Schwentzer fu la vittima designata di un’antica forma di Giudizio, tipica non solo del buonsenso, la quale afferma: chi conosce l’antidoto, conosce anche il veleno. E viceversa: chi propaga veleno, sa come salvarsene.
Per cui chi scampa a un’epidemia, e ci lucra sopra, è probabile che sia informato sul rimedio giusto per contrastarla; e se ne è al corrente, non è per scienza medica, ma perché qualcuno, uno addentro alle “segrete Cose”, – un’Autorità, presumibilmente– lo ha avvertito, e munito del farmaco più adatto. In questo modo, il Sano facilmente è sospettato di partecipare ad un complotto.
Così nascono gli “Untori”: per morire, presto, di linciaggio.
In Italia – lo riferisce Sciascia – si radicò invece la convinzione che il colera del 1885-86 e la “spagnola” che imperversò dopo la Grande Guerra, non fossero altro che “provvedimenti, per così dire, malthusiani”: nel senso che le epidemie erano pilotate dai governi, preoccupati per le “eccedenze della popolazione”. Addirittura per la spagnola – che fece grandissima strage, anche tra i figli dei potenti – si pensava che l’Autorità Statale fosse segretamente intervenuta favorendo il contagio, “essendo la guerra, per errato calcolo, finita un po’ prima di quanto doveva”. Come non bastasse il milione di morti che aveva fatto. “La convinzione – scrive Sciascia – che la mortalità fosse voluta e programmata dal governo era talmente radicata che ad opporvi il fatto che anche alti funzionari governativi ne morivano, la risposta era che avevano sbagliato bottiglia: che avevano attinto al veleno invece che al controveleno” – provvedendo evidentemente lo Stato a rifornire i suoi prefetti, e i suoi protetti, di segreti “antidoti” al contagio.
Il sospetto che l’umanità sia vittima di “complotti sanitari” perdura anche ai nostri giorni. La Pandemia del Covid ne è l’esempio.

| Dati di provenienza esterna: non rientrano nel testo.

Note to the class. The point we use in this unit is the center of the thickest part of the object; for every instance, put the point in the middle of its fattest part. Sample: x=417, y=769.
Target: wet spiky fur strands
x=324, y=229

Ma quel che appare più assurdo a chi cerca di giudicare gli eventi con una dose anche minima di razionalità, è che “credere” all’esistenza di questo tipo interplanetario di congiure sia diventato una specie di dogma religioso, e che addirittura si decida il futuro politico delle nazioni sulla base di ciò che in questo campo si “crede” o “non si crede” sia stato perpetrato sulla pelle della gente.
È voce popolare, anche consistente, che il Covid stesso non sia mai esistito. Piuttosto che aderire a questa forma di paranoia collettiva, non sarebbe più giusto esigere e poi attendere che un’indagine trasparente e scientificamente ineccepibile metta la parola fine a certe, untorie, “dicerie”? E poi: non c’è da rabbrividire se, nella ricerca della verità, ci si trova schierati dalla parte dei moderni “linciatori” o dei solerti scalpellinatori di una nuova “colonna infame”?